Question

Find the value of the following integral
$\int{\dfrac{1}{x{{\left( \log x \right)}^{n}}}dx}$

Answer 1

Hint: Here, to find the value of the given integral, first of all take log x = t and then substitute all the variables of x that are $\dfrac{dx}{x}$ and $\log x$ in terms of t in the given integral.

Complete step-by-step answer:

Here we have to find the value of $\int{\dfrac{1}{x{{\left( \log x \right)}^{n}}}dx}$.
Let us consider the given integral as
$I=\int{\dfrac{1.dx}{x{{\left( \log x \right)}^{n}}}}....\left( i \right)$
Now, as we can see that this integral contains both $\dfrac{1}{x}$ and $\log x$, therefore let us consider log x = t
Since, we know that $\dfrac{d}{dx}\left( \log x \right)=\dfrac{1}{x}$, therefore by differentiating both sides, we get,
$\dfrac{1dx}{xdt}=1$
Here, by multiplying dt on both sides, we will get,
$\dfrac{1dx}{xdt}.dt=1.dt$
By cancelling the like terms from RHS, we will get,
$\dfrac{dx}{x}=dt$
Now, we will put the values of $\dfrac{dx}{x}\text{ and }\log x$in terms of t in equation (i).

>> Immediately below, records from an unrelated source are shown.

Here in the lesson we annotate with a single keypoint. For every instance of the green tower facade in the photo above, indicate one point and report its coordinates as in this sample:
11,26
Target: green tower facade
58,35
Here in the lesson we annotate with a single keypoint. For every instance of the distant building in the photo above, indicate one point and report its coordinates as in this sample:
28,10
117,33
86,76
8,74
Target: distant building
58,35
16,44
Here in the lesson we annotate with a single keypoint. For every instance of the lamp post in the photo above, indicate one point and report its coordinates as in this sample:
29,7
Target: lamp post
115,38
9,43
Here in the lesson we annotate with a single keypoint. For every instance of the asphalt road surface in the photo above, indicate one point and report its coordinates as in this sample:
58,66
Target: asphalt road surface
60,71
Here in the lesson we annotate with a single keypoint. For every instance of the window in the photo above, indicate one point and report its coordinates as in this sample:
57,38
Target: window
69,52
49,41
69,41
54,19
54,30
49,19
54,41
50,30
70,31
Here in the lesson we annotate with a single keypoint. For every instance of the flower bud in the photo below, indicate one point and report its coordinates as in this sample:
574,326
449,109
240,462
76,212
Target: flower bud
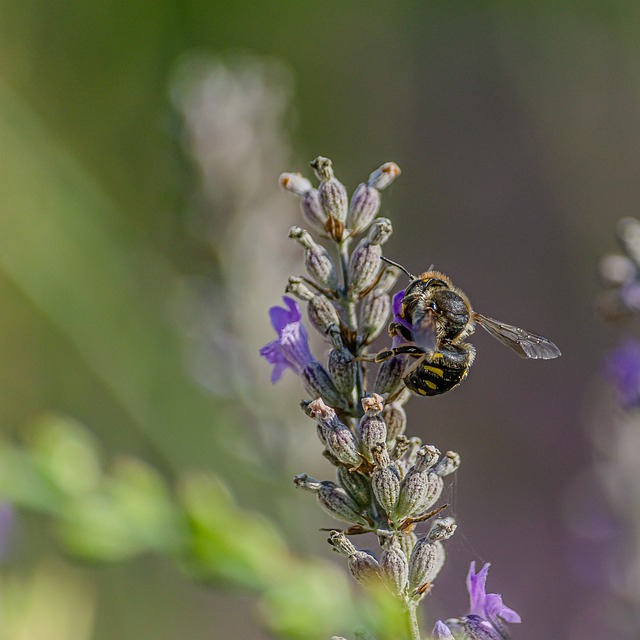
384,175
407,542
332,498
343,369
322,314
312,210
435,485
337,436
363,566
358,487
395,567
374,315
418,485
318,383
365,265
296,183
385,481
396,418
371,428
363,208
442,529
401,446
317,260
333,195
449,463
427,558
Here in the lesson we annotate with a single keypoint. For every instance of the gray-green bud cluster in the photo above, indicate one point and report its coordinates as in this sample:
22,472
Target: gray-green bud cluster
385,483
372,428
317,260
337,437
428,556
365,265
332,498
362,565
322,314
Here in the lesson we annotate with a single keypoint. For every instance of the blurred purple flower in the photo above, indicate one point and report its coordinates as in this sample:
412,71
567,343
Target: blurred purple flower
487,613
488,606
441,631
623,367
291,349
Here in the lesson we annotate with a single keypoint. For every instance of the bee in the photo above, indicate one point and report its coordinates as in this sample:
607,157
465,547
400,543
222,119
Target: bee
435,320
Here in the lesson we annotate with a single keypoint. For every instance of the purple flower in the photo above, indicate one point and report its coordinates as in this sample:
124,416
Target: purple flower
487,613
488,606
291,349
441,631
623,366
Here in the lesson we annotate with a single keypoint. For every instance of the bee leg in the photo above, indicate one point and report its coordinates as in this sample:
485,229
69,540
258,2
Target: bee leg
403,349
397,329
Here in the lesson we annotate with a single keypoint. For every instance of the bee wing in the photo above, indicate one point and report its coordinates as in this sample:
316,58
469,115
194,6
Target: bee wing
525,344
423,331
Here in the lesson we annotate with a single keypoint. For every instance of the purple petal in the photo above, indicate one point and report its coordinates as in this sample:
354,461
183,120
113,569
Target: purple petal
272,352
476,585
281,317
294,343
623,367
396,303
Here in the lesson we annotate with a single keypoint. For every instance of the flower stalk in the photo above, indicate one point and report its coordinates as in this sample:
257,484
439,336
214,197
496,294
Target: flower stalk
386,483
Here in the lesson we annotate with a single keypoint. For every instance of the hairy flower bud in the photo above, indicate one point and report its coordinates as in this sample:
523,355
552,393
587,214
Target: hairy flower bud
385,480
318,383
442,529
425,563
317,260
374,315
337,436
363,208
365,265
420,485
407,541
396,418
363,566
312,210
333,197
390,375
449,463
356,485
343,367
384,175
395,567
372,429
332,498
322,314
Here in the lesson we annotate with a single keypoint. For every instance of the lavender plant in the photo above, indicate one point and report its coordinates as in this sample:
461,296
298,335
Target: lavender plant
386,483
615,435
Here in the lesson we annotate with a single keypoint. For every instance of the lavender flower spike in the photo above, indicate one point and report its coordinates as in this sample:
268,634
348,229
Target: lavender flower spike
291,349
488,606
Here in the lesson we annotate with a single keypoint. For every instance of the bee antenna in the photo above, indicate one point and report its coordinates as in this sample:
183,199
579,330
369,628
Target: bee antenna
395,264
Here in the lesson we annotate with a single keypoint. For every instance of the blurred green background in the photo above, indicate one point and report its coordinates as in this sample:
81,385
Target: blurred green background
138,258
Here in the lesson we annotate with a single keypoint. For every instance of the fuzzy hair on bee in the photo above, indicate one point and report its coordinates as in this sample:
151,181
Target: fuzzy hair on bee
435,320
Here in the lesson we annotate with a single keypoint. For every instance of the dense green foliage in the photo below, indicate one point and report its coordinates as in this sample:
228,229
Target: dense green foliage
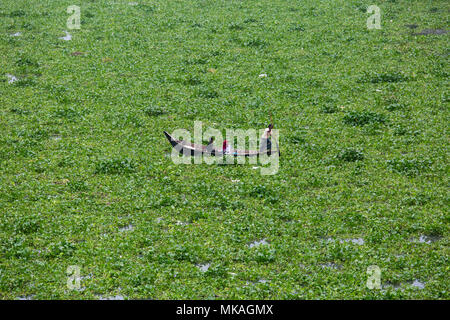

We get
$I=\int{\dfrac{dt}{{{\left( t \right)}^{n}}}}$
Since, we know that,
$\dfrac{1}{{{a}^{n}}}={{a}^{-n}}$
Therefore, we can write the integral as,
$I=\int{\left( {{t}^{-n}} \right)dt}$
Now, we know that
$\int{{{x}^{n}}dx=\dfrac{{{x}^{n+1}}}{n+1}+k}$
So we get the integral as,
$I=\dfrac{{{t}^{-n+1}}}{-n+1}+k$
We know that we should always convert the
So, here as we had assumed that log x = t, so now, we will replace “t” in terms of “x”. So, we will get the integral as
$I=\dfrac{{{\left( \log x \right)}^{-n+1}}}{\left( -n+1 \right)}+k$
Therefore, we finally get the value of integral as,
$I=\int{\dfrac{1.dx}{x{{\left( \log x \right)}^{n}}}=\dfrac{{{\left( \log x \right)}^{1-n}}}{\left( 1-n \right)}}+k$

Note: Whenever $\dfrac{1}{x}\text{ and }\log x$ come together in question, students should always use this approach of putting log x = t and then differentiating it to get $\dfrac{1}{x}dx$ which makes the solution feasible. Also, students should always remember to convert the assumed variable into the original variable at the end of the solution, in this question, it is t into x.